Van Eyck wrote very well and his pen remains as sharp as a scalpel. Indeed, many of his words are still amusing when re-read years later because they avoid all superficiality; they also lack the magniloquence and presumption that often distinguishes architects’ writings. Always with grace (although his attacks were sometimes extremely gory) and usually tinged with a good dose of humour, he simultaneously addressed the worlds of ideas and of things. To his mind, these two worlds are held together by man, who according to Van Eyck’s anthropological interpretation has had the same mind and body since time immemorial: man plays, moves, stops, laughs, cries, builds, loves and acts. How little man has changed over time remains the crux of his theory. For him, there was no homo modernus, nor even contemporaneity. Van Eyck did not even believe in the existence of architecture as image; he loved to argue and never allowed himself to be dazzled by things. His buildings never have a facade.

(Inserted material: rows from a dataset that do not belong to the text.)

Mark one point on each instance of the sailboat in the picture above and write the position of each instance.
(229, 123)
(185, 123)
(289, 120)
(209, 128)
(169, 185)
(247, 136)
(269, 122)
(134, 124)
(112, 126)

The many pages in the two volumes give a direct account of the reasons behind the crisis of post-World War II orthodox modernity. When seen from a different standpoint, these reasons generated the tired modernity of the last 20 years. A large number of multilingual people passed through the loose weave of Team 10, and many trends were born out of the discussions of those years. One realises the gravity of the loss, today, of opportunities for exchange, save in the rarest of cases. The overhead picture of a late Team 10 meeting held in 1974 in Van Eyck’s home in Loenen aan de Vecht is steeped in nostalgia. You can see De Carlo, the Smithsons, Ungers, Erskine, Candilis, Bakema and Pietilä. At first glance it seems so far removed in time as to have nothing to do with us, until you realise that all this was actually yesterday and that we ourselves are the long-lasting effects of it. To the publication’s credit, it is not academic and it flits between history, criticism and controversy. It is the type of book you can keep on your beside table, reading a few lines now and again to refresh your ideas. Volume two hosts a myriad of comments and literary stimuli, including the famous essays published in Forum (such as the one in 1962 on the Pueblos of the American Indians), as well as the accusatory anti-post-modern speech made at the Royal Institute of British Architects in 1981, when he was awarded the Gold Medal (“R.P.P. – Rats, Posts and Other Pests”), as well as the poetic literary drafts on chromatism, labyrinthine clarity, symmetry, synchrony and the analysis of form. Aldo certainly did not see architecture as a set of standards and regulations.